By "Pivotal day" I meant we were in a period where my models were all kind of converging on the current market pricing -- which often happens with my models if the market makes a move, then sort of wobbles about for a while. Note, I'm modeling the NYSE Index, a very broad indicator, which rose sharply from mid-October through most of November, but has "consolidated" since then.
Today the models were conflicting -- so, I rated the day a "Yellow" light, or "Cautious". It was clear that any decent sized move today was going to shift all my models into either a strongly bullish or bearish stance. So, that's why I called today "pivotal". All my models now agree again, and they agree that right now is not a great time to be in the market, if you're a short term trader.

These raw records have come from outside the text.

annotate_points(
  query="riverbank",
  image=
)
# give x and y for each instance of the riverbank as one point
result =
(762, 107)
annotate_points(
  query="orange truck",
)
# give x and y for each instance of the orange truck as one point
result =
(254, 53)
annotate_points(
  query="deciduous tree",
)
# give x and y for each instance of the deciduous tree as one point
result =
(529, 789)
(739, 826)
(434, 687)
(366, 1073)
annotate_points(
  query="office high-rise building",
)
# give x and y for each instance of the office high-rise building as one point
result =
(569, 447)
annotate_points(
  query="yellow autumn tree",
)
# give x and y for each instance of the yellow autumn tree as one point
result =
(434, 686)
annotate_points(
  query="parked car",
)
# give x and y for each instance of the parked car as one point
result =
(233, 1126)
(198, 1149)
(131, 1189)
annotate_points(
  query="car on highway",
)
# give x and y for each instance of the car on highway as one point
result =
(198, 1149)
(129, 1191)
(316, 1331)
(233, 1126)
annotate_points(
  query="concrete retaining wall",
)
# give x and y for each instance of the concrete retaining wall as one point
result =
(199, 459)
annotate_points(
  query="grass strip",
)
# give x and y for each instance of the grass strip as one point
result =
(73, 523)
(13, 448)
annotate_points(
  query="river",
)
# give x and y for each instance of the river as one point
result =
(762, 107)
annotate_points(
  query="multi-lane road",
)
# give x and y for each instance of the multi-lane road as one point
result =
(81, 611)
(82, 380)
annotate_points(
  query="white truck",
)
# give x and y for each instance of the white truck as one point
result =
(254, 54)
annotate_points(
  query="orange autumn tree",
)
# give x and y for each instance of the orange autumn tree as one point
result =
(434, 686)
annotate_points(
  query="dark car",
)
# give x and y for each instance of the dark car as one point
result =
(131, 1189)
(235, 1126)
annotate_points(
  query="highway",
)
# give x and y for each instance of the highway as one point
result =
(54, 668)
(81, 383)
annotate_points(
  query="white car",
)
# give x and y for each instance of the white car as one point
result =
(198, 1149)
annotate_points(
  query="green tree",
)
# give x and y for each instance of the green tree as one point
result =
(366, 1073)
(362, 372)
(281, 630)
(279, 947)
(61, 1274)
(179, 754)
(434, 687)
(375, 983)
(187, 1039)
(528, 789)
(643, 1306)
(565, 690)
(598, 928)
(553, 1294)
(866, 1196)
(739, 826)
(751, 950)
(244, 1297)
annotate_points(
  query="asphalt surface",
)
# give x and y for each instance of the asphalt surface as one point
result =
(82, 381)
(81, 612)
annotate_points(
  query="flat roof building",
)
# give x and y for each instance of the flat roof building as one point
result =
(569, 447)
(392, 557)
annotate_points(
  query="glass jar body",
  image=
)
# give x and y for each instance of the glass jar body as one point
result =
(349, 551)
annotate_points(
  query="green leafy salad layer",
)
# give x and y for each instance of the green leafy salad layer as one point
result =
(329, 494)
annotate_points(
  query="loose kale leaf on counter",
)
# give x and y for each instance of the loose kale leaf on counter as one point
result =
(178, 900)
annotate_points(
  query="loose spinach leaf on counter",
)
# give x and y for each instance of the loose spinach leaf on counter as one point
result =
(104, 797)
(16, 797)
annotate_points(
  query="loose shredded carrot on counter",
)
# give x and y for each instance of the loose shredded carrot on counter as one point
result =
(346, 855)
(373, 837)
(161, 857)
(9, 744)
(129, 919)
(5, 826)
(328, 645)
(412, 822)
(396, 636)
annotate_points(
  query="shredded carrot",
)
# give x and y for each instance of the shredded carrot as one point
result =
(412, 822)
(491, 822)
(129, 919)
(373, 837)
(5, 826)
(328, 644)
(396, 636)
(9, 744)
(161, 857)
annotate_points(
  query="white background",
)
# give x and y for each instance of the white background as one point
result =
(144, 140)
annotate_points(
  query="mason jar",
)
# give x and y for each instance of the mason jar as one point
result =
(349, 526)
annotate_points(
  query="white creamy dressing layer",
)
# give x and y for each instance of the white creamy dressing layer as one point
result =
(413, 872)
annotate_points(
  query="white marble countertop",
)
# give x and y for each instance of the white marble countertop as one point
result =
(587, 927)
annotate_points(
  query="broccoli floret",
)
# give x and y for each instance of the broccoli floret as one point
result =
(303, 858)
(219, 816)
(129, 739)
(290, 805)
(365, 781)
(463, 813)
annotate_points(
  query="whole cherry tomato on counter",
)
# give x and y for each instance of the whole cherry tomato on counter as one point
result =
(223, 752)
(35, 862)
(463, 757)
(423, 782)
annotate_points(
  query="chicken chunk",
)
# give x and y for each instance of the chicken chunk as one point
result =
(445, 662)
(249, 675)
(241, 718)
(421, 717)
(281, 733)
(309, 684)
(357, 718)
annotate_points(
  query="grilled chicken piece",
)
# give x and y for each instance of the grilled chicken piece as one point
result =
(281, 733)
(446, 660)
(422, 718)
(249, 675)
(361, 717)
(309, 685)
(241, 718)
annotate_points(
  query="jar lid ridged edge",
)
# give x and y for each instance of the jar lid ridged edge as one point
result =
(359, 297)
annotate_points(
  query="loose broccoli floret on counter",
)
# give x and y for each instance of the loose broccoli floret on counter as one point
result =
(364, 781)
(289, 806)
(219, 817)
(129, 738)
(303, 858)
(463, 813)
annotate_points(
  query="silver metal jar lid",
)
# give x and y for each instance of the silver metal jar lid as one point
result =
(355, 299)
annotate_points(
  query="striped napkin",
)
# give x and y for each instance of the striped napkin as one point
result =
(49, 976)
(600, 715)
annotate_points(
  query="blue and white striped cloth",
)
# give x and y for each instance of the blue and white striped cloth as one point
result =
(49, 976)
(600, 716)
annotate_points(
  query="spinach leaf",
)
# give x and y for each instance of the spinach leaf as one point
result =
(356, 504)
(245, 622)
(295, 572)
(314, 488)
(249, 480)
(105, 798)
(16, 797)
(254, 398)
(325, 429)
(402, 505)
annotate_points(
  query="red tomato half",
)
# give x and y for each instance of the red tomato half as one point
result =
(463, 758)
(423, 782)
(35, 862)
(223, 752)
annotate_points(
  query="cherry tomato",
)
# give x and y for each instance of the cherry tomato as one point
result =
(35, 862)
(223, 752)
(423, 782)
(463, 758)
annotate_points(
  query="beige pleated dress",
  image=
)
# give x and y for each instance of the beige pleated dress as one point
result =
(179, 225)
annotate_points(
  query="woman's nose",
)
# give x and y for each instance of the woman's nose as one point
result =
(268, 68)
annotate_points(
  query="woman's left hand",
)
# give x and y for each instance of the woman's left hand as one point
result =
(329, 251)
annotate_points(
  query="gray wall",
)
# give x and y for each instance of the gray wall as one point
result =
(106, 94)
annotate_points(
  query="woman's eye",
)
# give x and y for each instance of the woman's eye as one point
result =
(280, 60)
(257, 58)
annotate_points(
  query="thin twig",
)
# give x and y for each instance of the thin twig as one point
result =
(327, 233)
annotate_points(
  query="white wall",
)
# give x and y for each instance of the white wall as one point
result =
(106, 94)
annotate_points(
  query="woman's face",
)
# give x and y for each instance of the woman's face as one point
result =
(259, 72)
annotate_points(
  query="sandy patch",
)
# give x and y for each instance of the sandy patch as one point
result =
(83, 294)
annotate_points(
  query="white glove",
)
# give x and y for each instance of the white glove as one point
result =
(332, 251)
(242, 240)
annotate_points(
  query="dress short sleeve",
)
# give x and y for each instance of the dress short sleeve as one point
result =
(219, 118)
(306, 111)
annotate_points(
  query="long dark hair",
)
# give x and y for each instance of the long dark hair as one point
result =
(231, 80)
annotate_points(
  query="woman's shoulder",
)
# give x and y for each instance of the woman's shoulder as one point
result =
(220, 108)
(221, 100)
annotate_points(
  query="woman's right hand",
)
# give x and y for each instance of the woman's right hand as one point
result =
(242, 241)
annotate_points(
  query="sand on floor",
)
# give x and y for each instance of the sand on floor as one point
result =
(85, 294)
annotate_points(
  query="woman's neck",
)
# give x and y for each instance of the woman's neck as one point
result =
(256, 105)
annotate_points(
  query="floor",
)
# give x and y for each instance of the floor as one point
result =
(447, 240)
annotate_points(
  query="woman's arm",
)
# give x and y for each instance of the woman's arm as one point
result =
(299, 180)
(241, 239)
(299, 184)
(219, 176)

If you're a long-term trader, I still think the Nov-Jan Effect is on your side. So my personal, judgmental, non-mathematical opinion is that, yes, we may have a dip here, but the strange things that people do for tax purposes in December and the investment of bonuses and profit sharing that happens in January will minimize the depth of the dip. I'm still fully invested -- but the models, which are primarily short term, are giving a "unanimous" warning that today's downturn was the beginning of something bigger. Actually, yesterday most of the models pointed down too, but not all of them.
Does this help? There's more info on the web site, which I'm in the process of repairing after unexpected actions taken by my server provider.